The Lord is my strength and my might; he has become my salvation.” Wisdom about God comes from the mouth of one who has known distress and despair.
The word salvation is an important one in the Hebrew Bible, but its Hebraic meaning has been largely lost to us. Like other Hebrew words for redemption, righteousness, and justice, popular and contemporary definitions have lost the substantive grounding we find in the Old Testament texts.
Salvation in the Hebrew Scriptures is largely a poetic word, most often found in the Psalms and in the poetry of the prophets. Nearly half of the psalms contain one or more occurrences of this word. Salvation was considered primarily communal and had an “of this world” character. The psalmist in 118 sings a song of praise because God came to him in his despair and saved him.

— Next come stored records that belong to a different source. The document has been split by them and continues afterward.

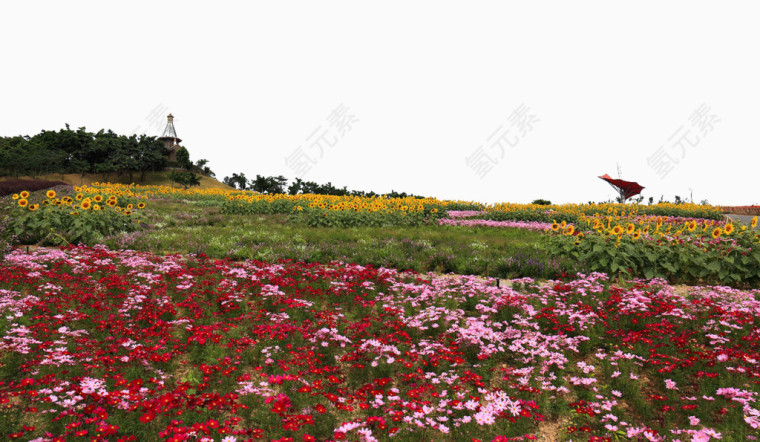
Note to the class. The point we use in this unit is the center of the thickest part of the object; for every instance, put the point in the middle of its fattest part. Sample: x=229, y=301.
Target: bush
x=185, y=179
x=69, y=220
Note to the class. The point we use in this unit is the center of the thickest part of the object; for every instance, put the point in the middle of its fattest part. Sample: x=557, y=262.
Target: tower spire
x=170, y=132
x=170, y=139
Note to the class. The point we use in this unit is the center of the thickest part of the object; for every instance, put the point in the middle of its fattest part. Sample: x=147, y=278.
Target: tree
x=183, y=158
x=185, y=179
x=269, y=184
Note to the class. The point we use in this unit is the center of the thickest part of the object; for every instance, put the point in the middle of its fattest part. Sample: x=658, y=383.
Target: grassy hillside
x=151, y=178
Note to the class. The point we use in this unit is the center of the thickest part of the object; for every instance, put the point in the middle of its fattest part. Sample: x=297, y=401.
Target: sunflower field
x=84, y=218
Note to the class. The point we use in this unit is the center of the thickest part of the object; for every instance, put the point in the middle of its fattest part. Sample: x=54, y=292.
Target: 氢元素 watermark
x=688, y=136
x=508, y=135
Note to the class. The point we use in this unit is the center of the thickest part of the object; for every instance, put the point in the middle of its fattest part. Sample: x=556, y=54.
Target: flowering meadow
x=676, y=248
x=121, y=345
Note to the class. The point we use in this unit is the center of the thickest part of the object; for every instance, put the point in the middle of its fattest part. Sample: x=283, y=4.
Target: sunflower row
x=80, y=201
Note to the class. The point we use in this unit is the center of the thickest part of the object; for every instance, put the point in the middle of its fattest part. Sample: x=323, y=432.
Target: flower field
x=676, y=248
x=122, y=345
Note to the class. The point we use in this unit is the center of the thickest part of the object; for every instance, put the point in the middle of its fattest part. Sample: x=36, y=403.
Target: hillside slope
x=151, y=179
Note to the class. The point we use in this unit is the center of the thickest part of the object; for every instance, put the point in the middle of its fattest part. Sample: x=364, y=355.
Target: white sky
x=429, y=82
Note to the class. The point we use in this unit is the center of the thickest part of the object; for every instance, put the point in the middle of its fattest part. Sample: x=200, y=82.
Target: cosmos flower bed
x=105, y=345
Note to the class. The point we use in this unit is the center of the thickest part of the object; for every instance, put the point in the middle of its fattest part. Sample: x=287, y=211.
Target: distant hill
x=151, y=179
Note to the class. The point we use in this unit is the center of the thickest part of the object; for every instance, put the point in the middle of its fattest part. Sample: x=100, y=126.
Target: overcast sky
x=485, y=101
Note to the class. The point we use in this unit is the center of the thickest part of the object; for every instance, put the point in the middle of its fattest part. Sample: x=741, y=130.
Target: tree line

Salvation, the Hebrews believed, could come time and time again when the community needed deliverance.
Some relate the word salvation to other Hebrew words meaning “spacious” and “wide”—connoting a hopefulness that God can deliver us from what restricts or oppresses us, those times when it is hard to breathe because the world seems to be caving in around us. We are given room, a liberating space within which to live. This implies a God who actively participates in the life of the community and in the lives of individuals. Our God listens and hears the cries of distress that arise from our human living. It implies God’s willingness and desire that we be given a full and wide berth to live abundantly. The word bears witness to God’s willingness to come to us and to continue coming to us as the world brings us tragedy and despair.
God, we thank you for the times you have pulled us forth from the restrictive stretches and places in our lives so that we could breathe in the fullness of life you desire for us. Amen.